Prizren, Divan Edebiyatına Yirmi İki Şair Armağan Etmiş Gül Kokulu Mübarek Şehir
Kosova Prizren gönülleri gül kokulu mübarek şehir. Divan edebiyatımıza yirmi iki şair armağan etmiş Osmanlı’da. Sûzî Çelebi, Şem’î ve Neharî, en ünlüleri. Ünlü bir söz varmış asırlardır Kosova’da: Prizren’de bir çocuk doğduğunda isminden önce mahlası konulur, diye.Prizren şairler şehridir kısacası. Bugün de hâlâ öyledir. - Bana göre Balkanların yaşayan en büyük şairi - Zeynel Beksaç, Prizren’de yaşamaktadır. Yine onun elinde büyüyen başarılı şair / akademisyen Taner Güçlütürk ile genç kuşağın en yetenekli şairi Canan Özer de Prizren’de. Başka şairler de var o şehirde. Kısacası, şiir, türkü ve Türkçe, Prizren’de hâlâ dimdik ayaktadır.
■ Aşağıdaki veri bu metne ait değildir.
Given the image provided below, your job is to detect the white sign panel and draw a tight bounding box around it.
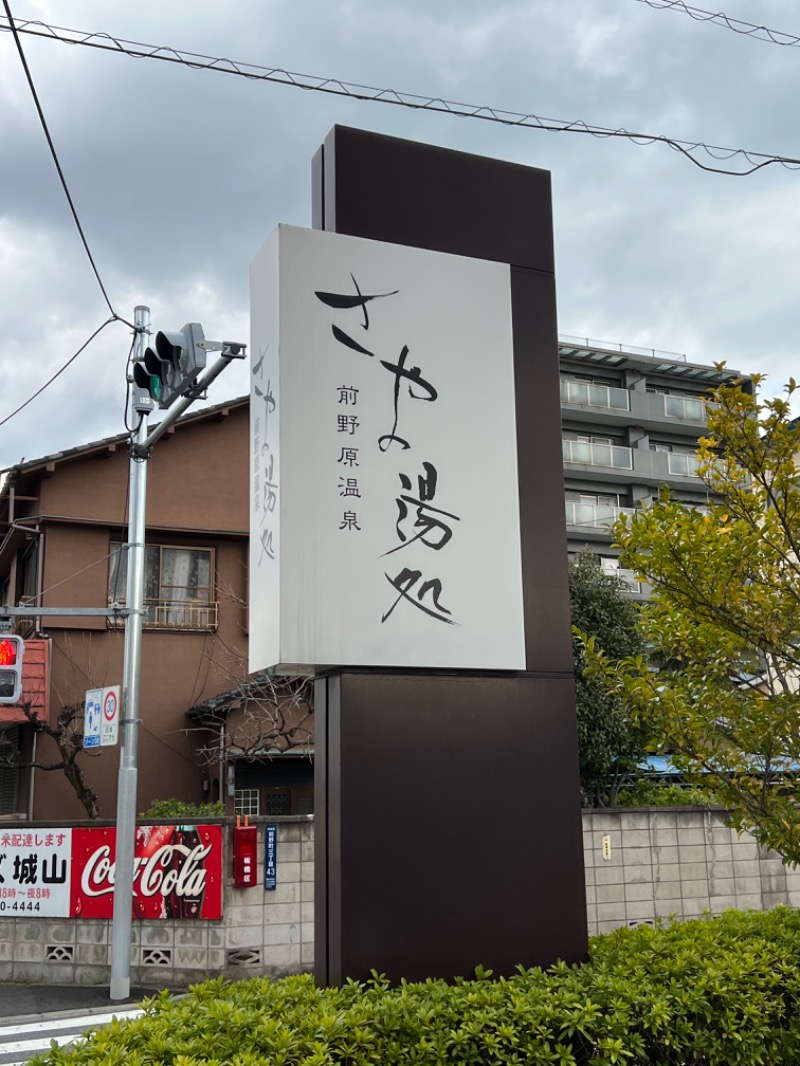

Urumeli’nde Türkçenin Nöbetinde Bir Şiir Kumandanı; Zeynel Beksaç Prizren’de benim ilk kahramanım, ilk dostum, ilk ağabeyimdir ressam ve şair Zeynel Beksaç. Yaşından saçından başından söz etmeyeceğim. Nüfus kâğıdındaki yaşı yetmişi aşsa da o her zaman Türkçenin nöbetinde on sekiz yaşında, dinamik, korkusuz, yorulmaz bir genç. Yaklaşık üç yüz sayıdır dilimizin Kosova’daki yıkılmaz sarsılmaz ayaktaki kalesi Türkçem dergisini omuzlamış götürüyor. Kâh kalede şiirler söylerken kâh Akdere kıyısında resimler çizerken kâh Doğruyol Kültür Derneğinde türküler terennüm ederken rastlarsınız ona. Başı dik, alnı açık, yüzü ak. Daima. Kosova’nın yiğit sesi. Gür sesi. Duru sesi. Türkçenin muhafızı, başkomutanı. Canım ağabeyimiz. Can feda ona. Beksaç’ın uzun İstanbul’la Hasbıhâlşiirinden kısa bir bölüm paylaşmak istiyorum: Hiç hesap yapmadım / Bu kaçıncı gelişim sana bilmiyorum / Bildiğim tek şey / Yeniden kolların arasındayım İstanbul / Biraz yorgunum ama / Neşem de buruk / Öyle garip bir hâldeyim işte... Martılar bilmesin hüznümü / Tedirgin olmasın Yeni Cami’de güvercinler / Süleymaniye’nin ezanları inceden inceye / Dağıtıversin dağlanan yüreğimi / Aslımı sorarsan Rumeliliyim / Kendimi bildim bileli / Dilimin nöbetindeyim / Türkçemin hapsinde elleri prangalı hem de. Ah İstanbul / Itri’nin faslında / Bir udi de ben olayım / Bir de Prizren şivemle / Türküler yakayım bağlamamla / Bırak hasret gidereyim biraz / O kadarını da çok görme / Bir köşe bir pösteki / Ayırsın hancı / Halim pek yok ya / Mahmutpaşa’da bir hamal / Sana olan özlem yükümü / Sırtlayıversin. Ah İstanbul! / Yakınıyorum diye sanma / Benimkisi bir hasbihal / Bak işte içimde fırtına kasırgalar / Yağız atlar kara kışlara yol almada.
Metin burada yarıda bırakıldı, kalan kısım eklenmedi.